"I never thought you were such a fool, Edith," says Madam O'Connor, with the greatest sweetness.

"You may think as you will, Gertrude," responds Mrs. Fitzgerald, with her faded air of juvenility sadly lost in her agitation, and shaking her head nervously, as though afflicted with a sudden touch of palsy that accords dismally with her youthful attire. "But I shall cling to my own opinions. And I utterly disapprove of Mrs. Bohun."

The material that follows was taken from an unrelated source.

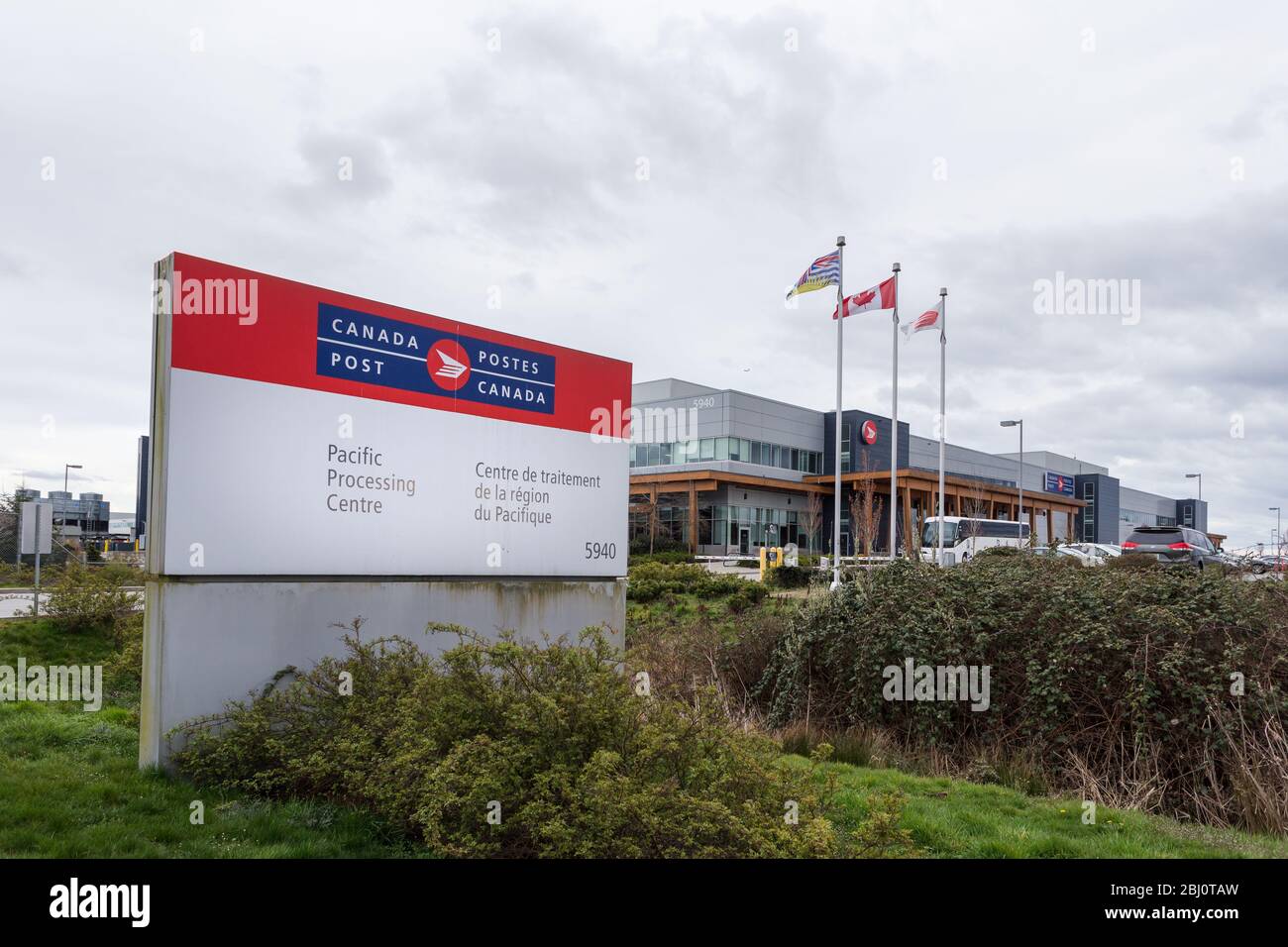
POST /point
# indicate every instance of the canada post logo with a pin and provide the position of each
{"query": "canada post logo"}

"For me," says Bella, vindictively, "I believe her capable of anything. I can't bear those women who laugh at nothing, and powder themselves every half-hour."

"You shouldn't throw stones, Bella," says honest Madam O'Connor, now nearly at the end of her patience. "Your glass house will be shivered if you do. Before I took to censuring other people I'd look in a mirror, if I were you."

"I don't understand you," says Miss Fitzgerald, turning rather pale.

"That's because you won't look in a mirror. Why, there's enough powder on your right ear to whiten a Moor!"

"I never——" begins Bella, in a stricken tone; but Madam O'Connor stops her.

"Nonsense! sure I'm looking at it," she says.

This hanging evidence is not to be confuted. For a moment the fair Bella feels crushed; then she rallies nobly, and, after withering her terrified mother with a glance, sweeps from the room, followed at a respectful distance by Mrs. Fitzgerald, and quite closely by Madam, who declines to see she has given offence in any way.